INFALLIBLE BUBBLES.
(To Mr. Punch.)
"Sir,
"Although yours is not a medical journal, I am sure you will readily give insertion to a few lines, which may be rendered, by means of your enormous circulation, instrumental in the preservation of thousands of lives. Cases of recent occurrence have fearfully exemplified the fact—previously well enough established—of the dependence of Asiatic Cholera, in common with Typhus and other pestilences, on the inhalation of the gaseous products of putrefactive decomposition. These consist principally of sulphuretted hydrogen; indeed that gas is, there can be no doubt, the noxious agent. Now, Sir, I wish to direct public attention to an infallible preventive of Cholera, and every other disease of zymotic origin, which, in the form of an antidote against the gas that occasions them, is presented to us by Homœopathy. You know that the cardinal doctrine of that science is that similia similibus curantur; like cures like. Well, Sir; there is a gaseous compound analogous to, or like, sulphuretted hydrogen: I mean seleniuretted hydrogen, also called hydro-selenic acid. The inhalation of a measure of atmospheric air, otherwise pure, containing one part in ten billions of this gas, will secure any individual whatever against both Cholera, and the whole class of affections resulting from the same cause.

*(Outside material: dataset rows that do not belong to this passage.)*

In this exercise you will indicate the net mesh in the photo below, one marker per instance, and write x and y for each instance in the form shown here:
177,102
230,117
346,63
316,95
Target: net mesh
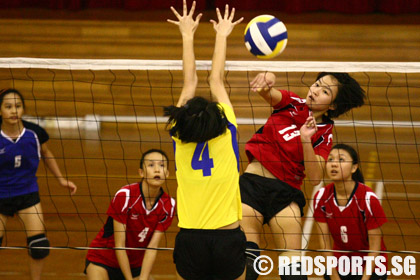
102,115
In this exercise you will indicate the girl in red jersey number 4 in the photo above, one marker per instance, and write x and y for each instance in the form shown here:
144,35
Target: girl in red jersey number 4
349,211
294,142
138,216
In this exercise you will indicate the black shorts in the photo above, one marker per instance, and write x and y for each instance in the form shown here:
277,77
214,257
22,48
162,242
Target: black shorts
210,254
269,196
10,206
114,273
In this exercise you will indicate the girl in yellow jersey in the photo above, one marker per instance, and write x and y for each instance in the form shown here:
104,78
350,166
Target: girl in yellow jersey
210,244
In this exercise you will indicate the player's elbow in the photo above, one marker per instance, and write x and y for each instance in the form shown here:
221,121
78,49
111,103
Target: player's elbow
216,79
191,81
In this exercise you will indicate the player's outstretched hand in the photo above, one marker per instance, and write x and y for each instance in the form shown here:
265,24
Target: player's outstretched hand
263,82
187,25
68,184
224,26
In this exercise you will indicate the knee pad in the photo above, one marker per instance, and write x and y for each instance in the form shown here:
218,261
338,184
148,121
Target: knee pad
35,242
251,254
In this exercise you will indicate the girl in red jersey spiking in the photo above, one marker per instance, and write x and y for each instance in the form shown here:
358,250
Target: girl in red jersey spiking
349,212
294,142
138,216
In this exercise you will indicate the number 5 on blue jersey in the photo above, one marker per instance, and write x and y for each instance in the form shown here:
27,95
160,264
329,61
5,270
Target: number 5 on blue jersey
206,163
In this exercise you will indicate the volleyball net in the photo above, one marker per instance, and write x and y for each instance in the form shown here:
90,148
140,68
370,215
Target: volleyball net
101,115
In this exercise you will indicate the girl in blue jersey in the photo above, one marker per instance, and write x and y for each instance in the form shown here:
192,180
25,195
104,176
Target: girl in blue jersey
22,145
210,244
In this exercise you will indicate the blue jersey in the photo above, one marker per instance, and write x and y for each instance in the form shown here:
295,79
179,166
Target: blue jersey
19,160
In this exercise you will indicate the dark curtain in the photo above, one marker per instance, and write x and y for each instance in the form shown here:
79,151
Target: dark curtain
288,6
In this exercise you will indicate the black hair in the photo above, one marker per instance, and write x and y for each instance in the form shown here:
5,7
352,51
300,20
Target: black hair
358,175
5,92
350,94
199,120
153,151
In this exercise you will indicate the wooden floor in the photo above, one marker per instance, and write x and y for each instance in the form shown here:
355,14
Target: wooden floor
102,161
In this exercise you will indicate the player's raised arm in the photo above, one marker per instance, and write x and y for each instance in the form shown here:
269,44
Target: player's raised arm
223,27
187,26
263,83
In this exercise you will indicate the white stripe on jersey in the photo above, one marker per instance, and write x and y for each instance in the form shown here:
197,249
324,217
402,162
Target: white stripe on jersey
367,197
127,197
318,197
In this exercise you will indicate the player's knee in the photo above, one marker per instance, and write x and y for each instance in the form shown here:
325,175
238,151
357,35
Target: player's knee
252,254
293,271
36,246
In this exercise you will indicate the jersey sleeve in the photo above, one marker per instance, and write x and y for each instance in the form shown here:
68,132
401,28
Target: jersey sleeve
375,215
118,208
285,100
230,114
40,132
166,221
324,143
318,203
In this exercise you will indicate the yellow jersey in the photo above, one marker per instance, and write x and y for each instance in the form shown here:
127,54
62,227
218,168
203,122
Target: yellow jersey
208,195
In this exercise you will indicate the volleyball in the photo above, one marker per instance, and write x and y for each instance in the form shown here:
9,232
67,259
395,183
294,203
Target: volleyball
265,36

"Observe, only, that in order that the remedy may be enabled to act all impediments to its operation must be carefully removed. Sulphuretted hydrogen must cease to be breathed. The drainage of the neighbourhood should be rendered efficient; all the sewers should be flushed and trapped; all the cesspools stopped; all the graveyards closed; all the knackers' yards, bone-boilers', and catgut makers' establishments and every other description of nuisance in the neighbourhood abated.
"No other subsidiary conditions are requisite, except personal ablution, wholesome food, and abstinence from intoxicating quantities of gin, and other alcoholic fluids."
"Pestle."
Sweets to the Sweet.—Woman is a beautiful flower, that can be told, in the dark even, by its (s)talk.